MAY THE FORCE BE WITH YOU
It isn’t so complicated. Exercise is the art of force development. The only reason to bring in discussion of muscle fiber types or metabolic pathways is to confuse the general public. We don’t isolate fiber types and we shouldn’t be focusing on individual metabolic pathways unless we’re specializing, and then the point is redundant, since, by specializing, we already would be focusing on individual metabolic pathways.
Exercise has to do with force development. Even the big equations we often throw around (work = force x displacement, [mechanical] power = force x velocity/time or [physics] power = work [force x displacement, remember)/ time) usually have Force as a key factor somewhere within them.
Exercise is the art of force development, plain and simple. Even books and websites define strength as “the ability to generate force.” Training is teaching the body when and how to generate force. Mobility? How to move through ranges of motion by reducing forces in some areas and increasing it in others for the sole purpose of generating force safely during other movements. Speed?
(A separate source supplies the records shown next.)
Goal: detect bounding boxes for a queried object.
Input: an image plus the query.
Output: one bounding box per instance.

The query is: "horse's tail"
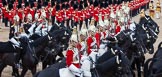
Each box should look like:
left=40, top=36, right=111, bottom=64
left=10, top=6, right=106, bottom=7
left=33, top=72, right=40, bottom=77
left=144, top=58, right=153, bottom=77
left=56, top=57, right=64, bottom=62
left=158, top=42, right=162, bottom=49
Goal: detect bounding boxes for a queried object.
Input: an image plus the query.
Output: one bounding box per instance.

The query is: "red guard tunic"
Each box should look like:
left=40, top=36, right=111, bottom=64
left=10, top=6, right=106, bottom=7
left=30, top=8, right=35, bottom=19
left=85, top=9, right=91, bottom=19
left=95, top=32, right=101, bottom=48
left=78, top=11, right=84, bottom=21
left=2, top=7, right=8, bottom=18
left=73, top=11, right=79, bottom=22
left=56, top=11, right=63, bottom=22
left=86, top=37, right=93, bottom=55
left=52, top=7, right=56, bottom=16
left=93, top=7, right=99, bottom=22
left=115, top=25, right=121, bottom=34
left=24, top=7, right=30, bottom=17
left=69, top=7, right=74, bottom=19
left=45, top=7, right=50, bottom=18
left=66, top=49, right=80, bottom=68
left=89, top=6, right=94, bottom=16
left=7, top=10, right=14, bottom=24
left=65, top=10, right=71, bottom=19
left=17, top=9, right=23, bottom=20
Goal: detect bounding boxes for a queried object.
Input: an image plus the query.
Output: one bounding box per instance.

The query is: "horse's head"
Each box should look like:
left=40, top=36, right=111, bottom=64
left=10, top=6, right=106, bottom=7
left=49, top=28, right=72, bottom=49
left=115, top=30, right=130, bottom=42
left=19, top=36, right=29, bottom=48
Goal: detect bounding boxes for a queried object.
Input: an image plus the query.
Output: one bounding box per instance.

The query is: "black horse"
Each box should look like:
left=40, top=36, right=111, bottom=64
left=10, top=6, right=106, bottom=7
left=34, top=44, right=133, bottom=77
left=21, top=29, right=71, bottom=77
left=116, top=29, right=145, bottom=77
left=144, top=42, right=162, bottom=77
left=137, top=15, right=160, bottom=54
left=0, top=37, right=33, bottom=77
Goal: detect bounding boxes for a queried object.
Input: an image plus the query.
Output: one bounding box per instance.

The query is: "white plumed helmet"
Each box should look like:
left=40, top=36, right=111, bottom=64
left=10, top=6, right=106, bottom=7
left=13, top=15, right=20, bottom=21
left=88, top=25, right=96, bottom=32
left=70, top=27, right=78, bottom=42
left=41, top=12, right=46, bottom=18
left=80, top=21, right=88, bottom=36
left=70, top=34, right=78, bottom=42
left=35, top=13, right=39, bottom=20
left=27, top=13, right=32, bottom=20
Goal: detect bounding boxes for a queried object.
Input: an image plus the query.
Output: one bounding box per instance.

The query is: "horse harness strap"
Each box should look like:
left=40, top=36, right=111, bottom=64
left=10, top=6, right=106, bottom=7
left=48, top=35, right=52, bottom=40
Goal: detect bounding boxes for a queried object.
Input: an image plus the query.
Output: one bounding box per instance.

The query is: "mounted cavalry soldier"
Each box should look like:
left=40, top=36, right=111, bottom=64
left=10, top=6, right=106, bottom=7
left=86, top=18, right=97, bottom=55
left=149, top=1, right=155, bottom=18
left=156, top=0, right=161, bottom=18
left=64, top=26, right=91, bottom=77
left=23, top=13, right=33, bottom=34
left=9, top=15, right=20, bottom=47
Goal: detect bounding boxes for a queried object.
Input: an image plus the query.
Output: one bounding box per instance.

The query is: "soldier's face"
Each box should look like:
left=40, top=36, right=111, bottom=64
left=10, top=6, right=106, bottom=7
left=70, top=40, right=77, bottom=47
left=80, top=34, right=86, bottom=41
Force applied quickly. Endurance? Efficient, low level (or staggered-level) Force generation over a long period of time.
See? All force development. So why make it any more difficult to explain than that? Once again, I introduce the Spectrum of Strength:
Since strength is defined as “the ability to generate force,” then it wouldn’t be incorrect to call this the Spectrum of Force Development. The phrase ‘strength and conditioning’ might be considered a bit redundant, since, again, it is ALL the ability to generate force, hence, it is ALL strength. If you train across the spectrum, then there is no need to worry what ‘muscle fiber type’ or ‘metabolic pathway’ you’re dealing with, since neither concept works in a vacuum. The physical culture doesn’t focus on isolating body parts, so why should we get caught up in fibers and energy systems?
“Put the bar on the ground and pick it up a bunch of different ways.” Dan John’s 9th Commandment of Lifting, which I’ve quoted perhaps too many times before, can be a recipe for freedom against gravity’s dogma for more than just exercise selection. ‘Pick it up a bunch of different ways’ means more than just multiple exercises. It means pick it up fast, heavy, for many reps, for time, for a given duration or carry it a certain distance. Create force a bunch of different ways. Simple. Not easy, but simple.
Recent media silliness
The Sacramento Bee was kind enough to print my reply to a gawd-awful article they ran a couple of weeks ago. The original article was first seen in the Chicago Tribune, quoting a figure competitor who, in one of her pictures, actually is holding little pink dumbbells. I thank Sam McManis for making them run my retort. It seems every time we make a small stride towards educating the public, someone like Kristal Richardson sets us back a decade or so.